Traversal performance of multidimensional array in Java

Traversal performance of multidimensional array in Java - java

In code and the results below, We can see that “Traverse2” is much faster than "Traverse1", indeed they just traverse the same number of elements.
1.How does this difference happened?
2.Putting longer interation inside shorter interation will have a better performance?
public class TraverseTest {
public static void main(String[] args)
{
int a[][] = new int[100][10];
System.out.println(System.currentTimeMillis());
//Traverse1
for(int i = 0; i < 100; i++)
{
for(int j = 0; j < 10; j++)
a[i][j] = 1;
}
System.out.println(System.currentTimeMillis());
//Traverse2
for(int i = 0; i < 10; i++)
{
for(int j = 0; j < 100; j++)
a[j][i] = 2;
}
System.out.println(System.currentTimeMillis());
}
}
Result:
1347116569345
1347116569360
1347116569360
If i change it to
System.out.println(System.nanoTime());
The result will be:
4888285195629
4888285846760
4888285914219
It means that if we put longer interation inside will have a better performance.

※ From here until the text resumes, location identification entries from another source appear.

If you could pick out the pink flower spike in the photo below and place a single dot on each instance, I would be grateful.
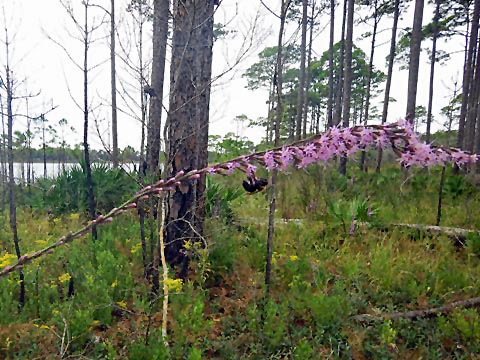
(180, 173)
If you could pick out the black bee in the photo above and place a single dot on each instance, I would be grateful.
(254, 185)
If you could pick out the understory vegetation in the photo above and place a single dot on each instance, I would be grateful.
(336, 255)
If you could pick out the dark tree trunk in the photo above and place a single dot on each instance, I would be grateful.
(468, 75)
(347, 88)
(278, 118)
(301, 85)
(188, 121)
(391, 58)
(160, 36)
(330, 65)
(432, 68)
(337, 117)
(44, 147)
(86, 151)
(473, 98)
(415, 48)
(11, 180)
(3, 160)
(113, 78)
(308, 75)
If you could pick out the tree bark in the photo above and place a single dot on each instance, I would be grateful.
(330, 66)
(113, 78)
(160, 36)
(436, 19)
(11, 180)
(369, 76)
(188, 122)
(415, 48)
(86, 110)
(347, 88)
(391, 59)
(278, 118)
(472, 108)
(339, 91)
(308, 75)
(468, 74)
(301, 85)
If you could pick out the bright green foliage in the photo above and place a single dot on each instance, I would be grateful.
(66, 194)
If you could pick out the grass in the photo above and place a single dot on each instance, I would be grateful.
(323, 275)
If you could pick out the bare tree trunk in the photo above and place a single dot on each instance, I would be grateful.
(301, 85)
(86, 110)
(473, 98)
(278, 117)
(415, 44)
(436, 18)
(308, 75)
(3, 160)
(188, 120)
(161, 10)
(376, 20)
(113, 86)
(468, 75)
(347, 87)
(44, 146)
(11, 181)
(330, 65)
(391, 58)
(338, 97)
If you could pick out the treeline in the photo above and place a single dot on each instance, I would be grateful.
(70, 155)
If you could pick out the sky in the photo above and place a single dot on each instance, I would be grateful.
(41, 65)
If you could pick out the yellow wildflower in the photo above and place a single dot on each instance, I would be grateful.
(6, 259)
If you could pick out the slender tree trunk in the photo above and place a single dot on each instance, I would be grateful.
(436, 18)
(347, 87)
(44, 147)
(11, 181)
(86, 152)
(188, 120)
(330, 65)
(301, 85)
(391, 58)
(278, 117)
(369, 76)
(308, 75)
(468, 74)
(113, 76)
(3, 161)
(473, 104)
(415, 48)
(338, 98)
(161, 10)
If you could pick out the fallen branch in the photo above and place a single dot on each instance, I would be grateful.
(420, 314)
(318, 148)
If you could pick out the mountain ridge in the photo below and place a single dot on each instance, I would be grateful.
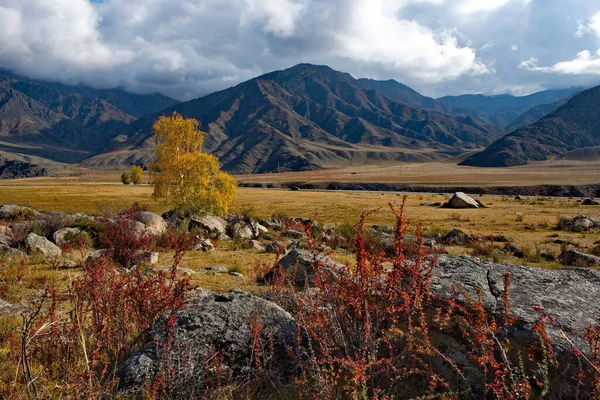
(309, 117)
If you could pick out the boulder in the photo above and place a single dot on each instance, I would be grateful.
(9, 309)
(5, 241)
(204, 245)
(579, 223)
(95, 255)
(14, 212)
(294, 233)
(570, 295)
(9, 253)
(155, 224)
(298, 265)
(240, 230)
(457, 237)
(256, 245)
(214, 226)
(6, 231)
(169, 268)
(216, 268)
(275, 247)
(65, 264)
(511, 248)
(36, 243)
(148, 257)
(59, 236)
(257, 229)
(461, 200)
(578, 259)
(212, 324)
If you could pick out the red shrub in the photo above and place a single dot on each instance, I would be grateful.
(124, 244)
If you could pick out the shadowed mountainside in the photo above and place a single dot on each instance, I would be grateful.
(308, 117)
(573, 126)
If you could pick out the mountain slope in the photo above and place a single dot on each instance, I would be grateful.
(60, 122)
(536, 113)
(503, 109)
(571, 127)
(308, 117)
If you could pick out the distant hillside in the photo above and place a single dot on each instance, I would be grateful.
(11, 169)
(308, 117)
(572, 126)
(64, 123)
(502, 110)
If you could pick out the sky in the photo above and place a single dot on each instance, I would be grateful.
(188, 48)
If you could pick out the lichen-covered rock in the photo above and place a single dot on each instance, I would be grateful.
(578, 259)
(241, 230)
(154, 223)
(212, 324)
(214, 226)
(36, 243)
(298, 265)
(461, 200)
(61, 236)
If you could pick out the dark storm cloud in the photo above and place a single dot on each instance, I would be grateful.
(192, 47)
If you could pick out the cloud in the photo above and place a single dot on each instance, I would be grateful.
(591, 26)
(188, 48)
(584, 64)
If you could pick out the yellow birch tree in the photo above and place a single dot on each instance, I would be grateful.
(188, 179)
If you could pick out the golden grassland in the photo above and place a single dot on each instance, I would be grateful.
(528, 223)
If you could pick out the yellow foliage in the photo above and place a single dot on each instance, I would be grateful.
(186, 178)
(137, 175)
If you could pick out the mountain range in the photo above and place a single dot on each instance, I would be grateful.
(570, 131)
(301, 118)
(309, 117)
(65, 123)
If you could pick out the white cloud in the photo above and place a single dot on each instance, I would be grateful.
(584, 64)
(591, 26)
(484, 6)
(281, 16)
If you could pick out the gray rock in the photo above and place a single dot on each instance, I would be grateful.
(275, 247)
(148, 257)
(7, 308)
(461, 200)
(95, 255)
(298, 265)
(9, 211)
(257, 229)
(457, 237)
(9, 253)
(511, 248)
(6, 231)
(204, 245)
(294, 233)
(567, 294)
(5, 241)
(216, 268)
(240, 230)
(59, 235)
(579, 223)
(211, 323)
(36, 243)
(213, 225)
(256, 245)
(154, 223)
(578, 259)
(65, 264)
(180, 270)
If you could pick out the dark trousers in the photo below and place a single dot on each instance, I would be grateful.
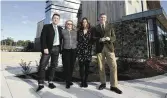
(68, 58)
(84, 70)
(54, 54)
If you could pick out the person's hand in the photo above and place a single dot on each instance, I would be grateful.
(46, 51)
(107, 39)
(103, 39)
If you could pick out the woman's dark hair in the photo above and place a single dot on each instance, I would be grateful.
(81, 23)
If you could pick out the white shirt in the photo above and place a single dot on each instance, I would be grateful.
(56, 40)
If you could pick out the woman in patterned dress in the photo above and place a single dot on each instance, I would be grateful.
(84, 50)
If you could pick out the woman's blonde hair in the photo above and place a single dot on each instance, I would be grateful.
(66, 24)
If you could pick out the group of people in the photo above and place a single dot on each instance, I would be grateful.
(72, 44)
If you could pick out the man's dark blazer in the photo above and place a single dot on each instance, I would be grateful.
(47, 37)
(107, 32)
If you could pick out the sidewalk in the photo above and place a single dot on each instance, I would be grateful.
(13, 87)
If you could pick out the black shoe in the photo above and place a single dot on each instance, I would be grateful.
(85, 84)
(67, 86)
(39, 88)
(102, 86)
(51, 86)
(82, 84)
(71, 83)
(115, 89)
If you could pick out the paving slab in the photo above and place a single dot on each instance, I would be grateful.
(5, 91)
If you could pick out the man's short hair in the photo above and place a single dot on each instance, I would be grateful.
(102, 14)
(56, 14)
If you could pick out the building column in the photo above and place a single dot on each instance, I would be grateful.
(155, 30)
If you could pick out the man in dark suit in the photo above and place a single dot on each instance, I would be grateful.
(105, 36)
(51, 38)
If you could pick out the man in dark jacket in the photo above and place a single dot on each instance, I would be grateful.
(105, 36)
(51, 39)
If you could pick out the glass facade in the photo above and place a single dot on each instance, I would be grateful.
(162, 36)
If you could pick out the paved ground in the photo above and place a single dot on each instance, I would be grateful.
(13, 87)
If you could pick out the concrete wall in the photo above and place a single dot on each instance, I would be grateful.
(66, 9)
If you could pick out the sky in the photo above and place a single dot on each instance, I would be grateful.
(19, 18)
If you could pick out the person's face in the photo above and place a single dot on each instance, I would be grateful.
(103, 19)
(69, 25)
(55, 19)
(84, 23)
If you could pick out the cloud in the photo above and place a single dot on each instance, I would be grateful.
(26, 22)
(24, 16)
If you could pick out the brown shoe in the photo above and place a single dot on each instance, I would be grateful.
(115, 89)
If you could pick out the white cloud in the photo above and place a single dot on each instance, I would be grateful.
(24, 16)
(15, 6)
(26, 22)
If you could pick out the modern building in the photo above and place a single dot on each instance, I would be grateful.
(141, 25)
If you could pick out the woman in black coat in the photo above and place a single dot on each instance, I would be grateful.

And it seems to have some conflicts with cache hits theory.

I suspect that any strangeness in the results you are seeing in this micro-benchmark are due to flaws in the benchmark itself.
For example:
Your benchmark does not take account of "JVM warmup" effects, such as the fact that the JIT compiler does not compile to native code immediately. (This only happens after the code has executed for a bit, and the JVM has measured some usage numbers to aid optimization.) The correct way to deal with this is to put the whole lot inside a loop that runs a few times, and discard any initial sets of times that that look "odd" ... due to warmup effects.
The loops in your benchmark could in theory be optimized away. The JIT compiler might be able to deduce that they don't do any work that affects the program's output.
Finally, I'd just like to remind you that hand-optimizing like this is usually a bad idea ... unless you've got convincing evidence that it is worth your while hand-optimizing AND that this code is really where the application is spending significant time.

First, always run microbenchmark tests several times in a loop. Then you'll see both times are 0, as the array sizes are too small. To get non-zero times, increase array sizes in 100 times. My times are roughly 32 ms for Traverse1 and 250 for Traverse2.
The difference is because processor use cache memory. Access to sequential memory addresses is much faster.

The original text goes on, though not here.